Cheese factor ahead…
one of my favorite Garth Brooks songs is Unanswered Prayers. Always has been. It’s funny, because the only time in my life I was ever a GB fan was in high school when dating my H.S. boyfriend, Mike. It’s like even back then I knew that we weren’t going to ever evolve into what I prayed we would, but yet I decided to pray anyway?
Anyhow, 12 years later, I have become friends with him. (again — thank you Facebook!) He’s a great guy. And it’s really fun to look back at my wishing and hoping and praying and know that Mike and I were not meant for eachother. Today, however, it’s super nice we can have a friendship. Twelve years, dating other guys, marriage and divorce helps put these things in perspective. We couldn’t be more different people than we were back then. And our lives are on different (WAY different paths. ) He’s in seminary, yo. And even though our beliefs don’t really match on all points, I still think he’s a great guy.

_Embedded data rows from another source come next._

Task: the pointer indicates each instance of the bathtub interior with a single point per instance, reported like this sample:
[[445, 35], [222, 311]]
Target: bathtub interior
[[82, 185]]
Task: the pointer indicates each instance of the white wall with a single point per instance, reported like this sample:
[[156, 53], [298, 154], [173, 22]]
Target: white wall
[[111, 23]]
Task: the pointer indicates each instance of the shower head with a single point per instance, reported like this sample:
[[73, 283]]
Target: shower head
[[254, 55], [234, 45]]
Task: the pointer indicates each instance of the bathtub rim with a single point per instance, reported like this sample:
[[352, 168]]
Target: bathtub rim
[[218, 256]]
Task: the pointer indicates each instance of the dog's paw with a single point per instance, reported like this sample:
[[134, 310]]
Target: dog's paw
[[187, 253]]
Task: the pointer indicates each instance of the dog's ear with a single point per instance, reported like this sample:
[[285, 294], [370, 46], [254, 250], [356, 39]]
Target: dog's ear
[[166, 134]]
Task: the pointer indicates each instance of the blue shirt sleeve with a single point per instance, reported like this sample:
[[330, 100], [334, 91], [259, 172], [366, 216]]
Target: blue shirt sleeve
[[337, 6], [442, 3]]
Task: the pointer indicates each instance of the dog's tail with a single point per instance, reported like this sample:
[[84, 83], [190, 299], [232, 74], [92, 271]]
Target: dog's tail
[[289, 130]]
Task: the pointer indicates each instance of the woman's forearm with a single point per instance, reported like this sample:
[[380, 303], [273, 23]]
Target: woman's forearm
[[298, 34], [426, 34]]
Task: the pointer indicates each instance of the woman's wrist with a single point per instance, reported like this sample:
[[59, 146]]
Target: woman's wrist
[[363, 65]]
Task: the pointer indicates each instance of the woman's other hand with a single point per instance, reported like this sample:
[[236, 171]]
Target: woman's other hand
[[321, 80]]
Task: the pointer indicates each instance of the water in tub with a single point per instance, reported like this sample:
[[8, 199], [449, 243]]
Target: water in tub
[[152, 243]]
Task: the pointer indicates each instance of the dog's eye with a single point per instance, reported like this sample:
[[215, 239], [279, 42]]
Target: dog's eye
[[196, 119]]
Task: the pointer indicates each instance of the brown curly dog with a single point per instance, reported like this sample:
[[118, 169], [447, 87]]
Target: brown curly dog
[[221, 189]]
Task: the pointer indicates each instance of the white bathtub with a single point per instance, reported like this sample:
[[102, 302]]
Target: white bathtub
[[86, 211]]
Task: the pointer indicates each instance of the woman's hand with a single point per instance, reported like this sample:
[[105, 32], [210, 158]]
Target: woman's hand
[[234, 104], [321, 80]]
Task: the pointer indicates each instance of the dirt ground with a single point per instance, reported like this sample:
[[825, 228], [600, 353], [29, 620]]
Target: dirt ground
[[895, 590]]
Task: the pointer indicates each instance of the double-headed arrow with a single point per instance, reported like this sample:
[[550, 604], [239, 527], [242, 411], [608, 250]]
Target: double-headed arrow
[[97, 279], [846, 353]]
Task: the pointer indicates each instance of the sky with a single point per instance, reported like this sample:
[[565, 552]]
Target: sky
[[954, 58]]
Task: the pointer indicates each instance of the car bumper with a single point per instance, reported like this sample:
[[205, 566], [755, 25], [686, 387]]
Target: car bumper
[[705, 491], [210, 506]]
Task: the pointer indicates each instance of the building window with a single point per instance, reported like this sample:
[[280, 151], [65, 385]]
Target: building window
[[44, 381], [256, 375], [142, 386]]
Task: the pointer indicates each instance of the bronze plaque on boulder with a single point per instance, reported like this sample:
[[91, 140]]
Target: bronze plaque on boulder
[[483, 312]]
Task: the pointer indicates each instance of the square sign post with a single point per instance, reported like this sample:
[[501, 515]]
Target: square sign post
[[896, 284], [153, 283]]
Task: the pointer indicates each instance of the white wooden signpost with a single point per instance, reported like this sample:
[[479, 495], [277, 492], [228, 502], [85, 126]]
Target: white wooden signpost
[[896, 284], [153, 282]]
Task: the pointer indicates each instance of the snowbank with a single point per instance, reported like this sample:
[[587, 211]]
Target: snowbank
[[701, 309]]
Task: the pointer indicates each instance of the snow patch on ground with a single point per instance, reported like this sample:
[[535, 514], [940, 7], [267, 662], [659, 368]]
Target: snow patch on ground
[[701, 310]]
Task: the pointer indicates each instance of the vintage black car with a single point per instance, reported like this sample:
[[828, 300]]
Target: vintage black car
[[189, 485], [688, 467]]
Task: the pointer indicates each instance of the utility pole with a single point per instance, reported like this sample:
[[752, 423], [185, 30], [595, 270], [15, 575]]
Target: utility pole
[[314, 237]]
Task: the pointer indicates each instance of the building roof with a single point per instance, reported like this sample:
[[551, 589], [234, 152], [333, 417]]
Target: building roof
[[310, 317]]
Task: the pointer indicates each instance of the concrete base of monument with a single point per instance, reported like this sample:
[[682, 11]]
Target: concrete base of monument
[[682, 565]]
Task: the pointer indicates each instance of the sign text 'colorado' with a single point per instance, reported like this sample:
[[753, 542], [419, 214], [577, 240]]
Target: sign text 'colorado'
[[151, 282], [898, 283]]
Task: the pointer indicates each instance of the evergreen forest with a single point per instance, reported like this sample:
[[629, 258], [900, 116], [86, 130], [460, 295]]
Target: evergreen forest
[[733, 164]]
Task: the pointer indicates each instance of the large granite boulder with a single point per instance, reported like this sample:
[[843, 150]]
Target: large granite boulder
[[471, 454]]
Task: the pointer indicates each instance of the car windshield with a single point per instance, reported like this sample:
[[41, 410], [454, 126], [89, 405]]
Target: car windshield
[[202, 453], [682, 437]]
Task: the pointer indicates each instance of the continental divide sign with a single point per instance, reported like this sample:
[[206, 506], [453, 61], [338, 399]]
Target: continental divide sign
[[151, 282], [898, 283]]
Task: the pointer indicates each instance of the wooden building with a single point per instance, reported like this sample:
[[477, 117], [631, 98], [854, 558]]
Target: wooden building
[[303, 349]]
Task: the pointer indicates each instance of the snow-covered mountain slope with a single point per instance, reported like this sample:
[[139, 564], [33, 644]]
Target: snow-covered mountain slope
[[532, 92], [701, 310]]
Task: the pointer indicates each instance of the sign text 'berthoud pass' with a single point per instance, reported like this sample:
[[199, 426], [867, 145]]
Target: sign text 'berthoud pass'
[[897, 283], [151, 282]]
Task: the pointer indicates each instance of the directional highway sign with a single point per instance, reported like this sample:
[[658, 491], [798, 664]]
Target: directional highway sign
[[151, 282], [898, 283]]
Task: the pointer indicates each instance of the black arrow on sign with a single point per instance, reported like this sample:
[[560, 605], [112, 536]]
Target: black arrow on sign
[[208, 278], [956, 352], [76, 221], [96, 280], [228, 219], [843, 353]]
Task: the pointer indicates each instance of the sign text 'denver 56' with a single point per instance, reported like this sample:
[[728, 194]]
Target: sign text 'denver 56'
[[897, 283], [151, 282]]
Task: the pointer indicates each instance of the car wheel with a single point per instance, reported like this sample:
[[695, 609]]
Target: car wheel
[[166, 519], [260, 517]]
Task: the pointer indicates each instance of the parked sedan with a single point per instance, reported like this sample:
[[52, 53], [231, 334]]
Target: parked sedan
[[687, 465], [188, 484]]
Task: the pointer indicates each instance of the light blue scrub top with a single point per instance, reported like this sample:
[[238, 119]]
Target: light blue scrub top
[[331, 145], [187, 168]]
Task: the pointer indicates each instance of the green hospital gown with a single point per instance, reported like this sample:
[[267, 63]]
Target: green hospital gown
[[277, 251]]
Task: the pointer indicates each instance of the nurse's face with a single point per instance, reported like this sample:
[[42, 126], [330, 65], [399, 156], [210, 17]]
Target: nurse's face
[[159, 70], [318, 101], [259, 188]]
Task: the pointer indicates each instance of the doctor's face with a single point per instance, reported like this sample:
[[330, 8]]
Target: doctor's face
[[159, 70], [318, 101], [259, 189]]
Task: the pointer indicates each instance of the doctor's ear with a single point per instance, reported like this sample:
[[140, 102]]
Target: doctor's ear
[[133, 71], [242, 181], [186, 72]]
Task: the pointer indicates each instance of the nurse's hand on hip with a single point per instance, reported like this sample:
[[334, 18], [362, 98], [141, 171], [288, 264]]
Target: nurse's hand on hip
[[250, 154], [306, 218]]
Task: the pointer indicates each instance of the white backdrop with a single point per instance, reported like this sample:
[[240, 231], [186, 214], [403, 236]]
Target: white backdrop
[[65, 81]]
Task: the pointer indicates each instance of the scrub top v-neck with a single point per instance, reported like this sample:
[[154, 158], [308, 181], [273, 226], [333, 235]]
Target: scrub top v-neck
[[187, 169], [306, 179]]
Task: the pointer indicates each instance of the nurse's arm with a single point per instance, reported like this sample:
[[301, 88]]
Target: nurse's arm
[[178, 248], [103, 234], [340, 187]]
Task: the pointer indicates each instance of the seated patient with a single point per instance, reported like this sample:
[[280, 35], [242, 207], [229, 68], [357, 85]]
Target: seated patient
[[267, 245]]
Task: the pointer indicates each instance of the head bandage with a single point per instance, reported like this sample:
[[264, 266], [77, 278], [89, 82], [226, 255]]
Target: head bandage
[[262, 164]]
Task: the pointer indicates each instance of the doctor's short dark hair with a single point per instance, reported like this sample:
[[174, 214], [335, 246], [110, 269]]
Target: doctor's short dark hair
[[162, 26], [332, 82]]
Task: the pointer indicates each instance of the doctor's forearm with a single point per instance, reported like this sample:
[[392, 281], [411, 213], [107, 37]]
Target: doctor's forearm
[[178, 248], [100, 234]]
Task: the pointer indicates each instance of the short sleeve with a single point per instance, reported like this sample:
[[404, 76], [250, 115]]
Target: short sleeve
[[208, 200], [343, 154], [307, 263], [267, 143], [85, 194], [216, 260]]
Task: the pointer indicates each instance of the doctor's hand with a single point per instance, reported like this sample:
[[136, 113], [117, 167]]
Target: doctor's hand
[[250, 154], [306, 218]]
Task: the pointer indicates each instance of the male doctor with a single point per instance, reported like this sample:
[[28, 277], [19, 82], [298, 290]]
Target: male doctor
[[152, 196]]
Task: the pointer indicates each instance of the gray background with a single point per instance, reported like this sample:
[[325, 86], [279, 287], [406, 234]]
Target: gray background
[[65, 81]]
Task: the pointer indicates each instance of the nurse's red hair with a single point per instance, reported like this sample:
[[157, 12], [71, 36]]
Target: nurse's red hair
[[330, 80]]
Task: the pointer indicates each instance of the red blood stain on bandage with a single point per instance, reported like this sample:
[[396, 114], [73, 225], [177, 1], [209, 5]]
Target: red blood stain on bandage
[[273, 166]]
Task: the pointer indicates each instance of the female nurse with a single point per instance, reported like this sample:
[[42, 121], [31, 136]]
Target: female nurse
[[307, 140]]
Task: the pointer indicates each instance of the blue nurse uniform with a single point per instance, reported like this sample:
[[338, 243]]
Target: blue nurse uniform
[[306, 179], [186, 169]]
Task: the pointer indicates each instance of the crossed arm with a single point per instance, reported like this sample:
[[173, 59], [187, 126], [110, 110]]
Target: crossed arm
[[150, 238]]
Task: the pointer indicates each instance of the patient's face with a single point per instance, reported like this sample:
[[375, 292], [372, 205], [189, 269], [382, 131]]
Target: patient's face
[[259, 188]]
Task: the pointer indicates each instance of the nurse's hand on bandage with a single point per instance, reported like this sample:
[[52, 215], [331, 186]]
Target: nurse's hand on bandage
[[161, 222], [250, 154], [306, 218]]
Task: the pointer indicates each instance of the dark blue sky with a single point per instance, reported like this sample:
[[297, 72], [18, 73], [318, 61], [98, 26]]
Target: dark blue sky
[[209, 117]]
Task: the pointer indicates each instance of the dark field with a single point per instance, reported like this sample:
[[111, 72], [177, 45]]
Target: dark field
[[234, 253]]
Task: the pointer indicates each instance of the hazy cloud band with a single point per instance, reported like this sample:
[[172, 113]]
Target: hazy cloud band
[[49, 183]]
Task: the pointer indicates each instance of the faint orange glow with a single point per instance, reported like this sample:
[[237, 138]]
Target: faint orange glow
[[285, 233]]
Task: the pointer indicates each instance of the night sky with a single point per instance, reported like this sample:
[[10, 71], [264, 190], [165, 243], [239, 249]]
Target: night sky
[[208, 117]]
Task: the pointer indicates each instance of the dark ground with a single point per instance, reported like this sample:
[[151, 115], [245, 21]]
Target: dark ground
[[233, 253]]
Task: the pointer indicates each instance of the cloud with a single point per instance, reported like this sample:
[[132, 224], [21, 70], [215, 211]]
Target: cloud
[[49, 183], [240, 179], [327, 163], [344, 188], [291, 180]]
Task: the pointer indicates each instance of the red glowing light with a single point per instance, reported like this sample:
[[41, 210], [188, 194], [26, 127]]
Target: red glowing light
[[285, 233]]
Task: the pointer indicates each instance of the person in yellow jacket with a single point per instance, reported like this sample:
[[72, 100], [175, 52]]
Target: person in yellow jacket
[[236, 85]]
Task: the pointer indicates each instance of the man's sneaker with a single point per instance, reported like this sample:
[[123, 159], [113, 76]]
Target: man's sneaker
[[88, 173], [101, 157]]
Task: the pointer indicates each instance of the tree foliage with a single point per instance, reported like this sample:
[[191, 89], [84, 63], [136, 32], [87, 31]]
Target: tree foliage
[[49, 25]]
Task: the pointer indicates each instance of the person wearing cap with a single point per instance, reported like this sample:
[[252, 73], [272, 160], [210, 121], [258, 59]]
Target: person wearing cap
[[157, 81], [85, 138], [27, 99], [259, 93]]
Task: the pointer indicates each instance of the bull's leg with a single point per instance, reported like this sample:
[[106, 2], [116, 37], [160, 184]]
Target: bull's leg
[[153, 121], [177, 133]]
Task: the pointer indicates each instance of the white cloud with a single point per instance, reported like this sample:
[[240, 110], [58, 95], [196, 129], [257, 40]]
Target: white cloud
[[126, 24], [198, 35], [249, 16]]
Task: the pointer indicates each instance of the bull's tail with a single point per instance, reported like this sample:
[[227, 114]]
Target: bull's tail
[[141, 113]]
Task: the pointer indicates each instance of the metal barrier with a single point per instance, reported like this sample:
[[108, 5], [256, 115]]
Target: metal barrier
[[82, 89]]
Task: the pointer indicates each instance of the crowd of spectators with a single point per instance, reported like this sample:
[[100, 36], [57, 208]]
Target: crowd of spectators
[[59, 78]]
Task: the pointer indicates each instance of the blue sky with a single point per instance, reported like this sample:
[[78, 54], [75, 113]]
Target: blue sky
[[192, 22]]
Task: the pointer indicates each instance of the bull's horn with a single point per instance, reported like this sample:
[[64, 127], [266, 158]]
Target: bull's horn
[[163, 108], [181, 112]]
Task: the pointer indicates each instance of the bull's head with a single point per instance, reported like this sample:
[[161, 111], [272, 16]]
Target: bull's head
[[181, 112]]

So Mike is going through a rough patchwith the end of a relationship. I’ve tried to guide him as much as I can… (Word to the wise, don’t seek too much relationship advice from someone who just ended a marriage, but I digress.) But here’s the thing. I just kills me. He’s SUCH a good catch, and this girl sounds fabulous. (I saw pictures and she’s SOOO cute!) I. just. want. to. fix. it. for. him. But without knowing her, all I can do is sputter advice and trite phrases, like “it will work out for the best” and “she’ll come around” and “you know you deserve happiness.” Uhhh….lame much?
I just want everyone to be happy and get married and live in on pretty white clouds with yellow daisies. (Cue soundtrack.)
So why is life so hard sometimes? And why do relationships take so much work? And why don’t prayers get answered the way we hope? AAAAAAAAAUUUUGHHH…
Well, Mike. I don’t know what to say, but I really, really hope things work out for the best for you because you are a great guy. See? Lame.
P.S. Thank you for programming my T1-82 Calculator with fun games and silly messages to me my junior year of high school.
P.S.S. Even though we broke up before prom, thank you for still taking me, even if I cried through our dinner at Chucky Cheese, it was still an ok night. No, it was a horrible night, but that wasn’t really your fault. You tried.
P.S.S.S. I’m sorry I told you I was busy for the entire month of December in 1994. I wasn’t. I lied.